Several studies have demonstrated that a significant number of interleukins (IL-1, IL-4, IL-6, IL-8, IL-17, IL-18, IL-23, IL-33) analyzed in renal cancer exhibit pro-tumorigenic properties, contributing to cancer progression. Multiple studies have confirmed their overexpression in OSA patients. Moreover, their high expression is associated with a worse prognosis in affected patients, correlating with increased tumor aggressiveness and decreased survival rates. Emerging evidence suggests that CPAP therapy in patients with OSA leads to a reduction in the levels of these interleukins, potentially mitigating the inflammatory and tumor-promoting environment. This observation highlights a possible indirect benefit of CPAP beyond respiratory function, warranting further investigation into its role in modulating systemic inflammation and its impact on cancer prognosis.

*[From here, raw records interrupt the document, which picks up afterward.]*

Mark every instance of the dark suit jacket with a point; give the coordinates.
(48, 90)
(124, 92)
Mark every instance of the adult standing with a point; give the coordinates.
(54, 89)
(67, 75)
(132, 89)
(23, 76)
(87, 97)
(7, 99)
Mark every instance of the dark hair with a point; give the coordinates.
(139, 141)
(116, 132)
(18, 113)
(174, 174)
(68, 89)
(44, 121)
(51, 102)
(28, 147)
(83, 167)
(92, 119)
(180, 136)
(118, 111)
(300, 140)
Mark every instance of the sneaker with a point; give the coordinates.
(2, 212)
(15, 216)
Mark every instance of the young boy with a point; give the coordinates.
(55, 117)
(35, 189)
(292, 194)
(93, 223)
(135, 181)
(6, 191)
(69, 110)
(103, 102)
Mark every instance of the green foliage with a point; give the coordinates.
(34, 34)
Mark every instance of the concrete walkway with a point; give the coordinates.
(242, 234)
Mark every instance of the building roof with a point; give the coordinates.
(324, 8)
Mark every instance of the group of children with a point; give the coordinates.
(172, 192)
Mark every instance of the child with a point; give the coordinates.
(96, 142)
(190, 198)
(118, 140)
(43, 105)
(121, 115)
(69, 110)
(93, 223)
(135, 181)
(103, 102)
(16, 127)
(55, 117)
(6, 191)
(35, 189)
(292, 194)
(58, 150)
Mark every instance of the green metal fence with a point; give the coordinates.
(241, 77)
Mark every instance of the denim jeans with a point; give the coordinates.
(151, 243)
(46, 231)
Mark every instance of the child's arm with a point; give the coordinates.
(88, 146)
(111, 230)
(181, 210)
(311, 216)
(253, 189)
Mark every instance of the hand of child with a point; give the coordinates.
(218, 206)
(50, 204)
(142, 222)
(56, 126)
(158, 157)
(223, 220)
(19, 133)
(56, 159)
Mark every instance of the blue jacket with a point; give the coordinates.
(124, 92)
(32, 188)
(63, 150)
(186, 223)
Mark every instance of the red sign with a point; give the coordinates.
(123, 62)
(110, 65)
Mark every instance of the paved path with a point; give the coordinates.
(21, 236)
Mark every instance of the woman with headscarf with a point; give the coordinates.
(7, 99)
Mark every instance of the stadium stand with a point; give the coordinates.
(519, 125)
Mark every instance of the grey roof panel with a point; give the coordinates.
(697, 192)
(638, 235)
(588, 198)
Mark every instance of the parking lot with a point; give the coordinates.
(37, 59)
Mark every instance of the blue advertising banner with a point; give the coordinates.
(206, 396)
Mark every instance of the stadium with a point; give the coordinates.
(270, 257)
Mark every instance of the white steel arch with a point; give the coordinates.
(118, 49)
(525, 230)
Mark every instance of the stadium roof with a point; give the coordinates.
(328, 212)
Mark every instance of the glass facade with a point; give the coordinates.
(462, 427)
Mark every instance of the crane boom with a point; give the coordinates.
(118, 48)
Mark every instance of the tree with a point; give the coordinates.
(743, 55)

A cancer-protective effect of CPAP was analyzed in two studies. A study published in the European Respiratory Journal investigated cancer incidence in patients with OSA based on their adherence to CPAP therapy. Among 4,499 patients studied, 9.7% developed cancer over a median follow-up of 5.4 years. While there was a slightly higher incidence of cancer among non-adherent patients, the study did not find a statistically significant reduction in overall cancer incidence with CPAP therapy. However, trends suggest that adherence may have a protective effect, particularly against lung cancer and in patients with more severe nocturnal hypoxia [164]. A prospective multicenter study by Gomez-Olivas et al. was performed on 443 patients diagnosed with cutaneous melanoma. Having a median follow-up of 60 months, they confirmed that CPAP is associated with improved melanoma outcomes compared with untreated moderate to severe OSA [165].
Conclusions
This review highlights the significantly elevated levels of pro-cancerogenic interleukins in patients with obstructive sleep apnea, suggesting a potential link between OSA and renal cell carcinoma. The findings emphasize that these inflammatory markers, including IL-1, IL-6, IL-8, and IL-17, are more pronounced in OSA patients, which may contribute to cancer progression. Importantly, CPAP therapy has been shown to reduce these interleukin levels, indicating its potential role in mitigating inflammation and possibly improving RCC prognosis in OSA patients. Therefore, CPAP could serve as a valuable adjuvant treatment in patients with both OSA and RCC, helping to reduce systemic inflammation and its associated oncogenic effects. Further research is needed to clarify the long-term benefits of CPAP in reducing cancer-related inflammatory markers and improving outcomes in RCC patients with coexisting OSA.